At the time, he was naïve to believe that describing to Victor the misery he'd endured would garner enough sympathy to grant that singular request. Victor had gladly given him many nicknames. "Demon", "fiend", "beast of my creation", "monster". If he could come up with so many ways to call him his abominable creation, surely he could conjure up a name. He was so desperate that even a cruel name would have sufficed.
Though he understood it useless to seek out the company of humans, he still pretended to be part of their world from time to time. He'd sit on the outskirts and listen to them speak. And one day, he overheard a rumor that ignited a spark of hope he thought he'd never find. Rumors of a mountain where humans walked, and never came back. A place where monsters lived.
Perhaps, the drifter thought as he packed what few belongings he had, perhaps there was a place for him after all. If he was a monster, and if there was a place monsters dwelled, then there was one thing to do: Climb to the summit of Mount Ebott.

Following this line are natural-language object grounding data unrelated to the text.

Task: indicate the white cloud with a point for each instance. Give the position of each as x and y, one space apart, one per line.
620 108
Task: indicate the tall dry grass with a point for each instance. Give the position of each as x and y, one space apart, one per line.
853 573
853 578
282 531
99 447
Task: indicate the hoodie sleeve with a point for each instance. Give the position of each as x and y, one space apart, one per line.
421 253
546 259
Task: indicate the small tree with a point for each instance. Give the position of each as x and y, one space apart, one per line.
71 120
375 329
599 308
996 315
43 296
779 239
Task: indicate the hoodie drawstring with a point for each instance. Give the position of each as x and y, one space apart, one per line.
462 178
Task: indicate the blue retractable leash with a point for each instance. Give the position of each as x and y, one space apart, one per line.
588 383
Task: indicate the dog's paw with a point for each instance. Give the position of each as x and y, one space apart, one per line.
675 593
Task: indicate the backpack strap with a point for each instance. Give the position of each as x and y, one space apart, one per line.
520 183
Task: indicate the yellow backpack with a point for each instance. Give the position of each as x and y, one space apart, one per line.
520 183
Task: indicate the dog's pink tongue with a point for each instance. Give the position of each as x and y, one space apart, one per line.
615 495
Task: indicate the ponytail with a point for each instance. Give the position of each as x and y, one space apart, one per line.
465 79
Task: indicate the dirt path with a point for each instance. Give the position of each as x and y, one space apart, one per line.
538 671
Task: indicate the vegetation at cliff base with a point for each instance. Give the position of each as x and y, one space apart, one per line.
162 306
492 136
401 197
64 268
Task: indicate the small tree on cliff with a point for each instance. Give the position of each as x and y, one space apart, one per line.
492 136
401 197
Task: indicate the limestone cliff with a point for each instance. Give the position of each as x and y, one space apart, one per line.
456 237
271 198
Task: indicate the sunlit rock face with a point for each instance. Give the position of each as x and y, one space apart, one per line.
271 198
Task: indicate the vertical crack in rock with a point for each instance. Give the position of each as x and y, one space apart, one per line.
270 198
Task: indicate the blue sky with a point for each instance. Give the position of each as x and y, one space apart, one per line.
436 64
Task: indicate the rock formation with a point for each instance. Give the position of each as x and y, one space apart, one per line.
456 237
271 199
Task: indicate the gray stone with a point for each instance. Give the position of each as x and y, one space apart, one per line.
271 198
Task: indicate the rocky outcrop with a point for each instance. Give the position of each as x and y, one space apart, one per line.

Besides. Even if the rumors weren't true, humans don't come back, right? So whether he could come back or not should determine once and for all his humanity.
Scaling the mountain was the easy part. He started the ascent at dawn, and it was still early morning by the time he reached the summit. Part of him wondered how long the average human would take to make the climb. Couldn't be long though. In fact, it was such an easy climb that a child could do it unassisted if they set their mind to it.
The hard part was having second thoughts. However, he ultimately waited until the next day to follow through. He wanted to see the stars one last time. A good farewell to the surface world before he was to leave and never return.
At dawn, he took a breath and fell down. Human or monster, he wasn't coming back.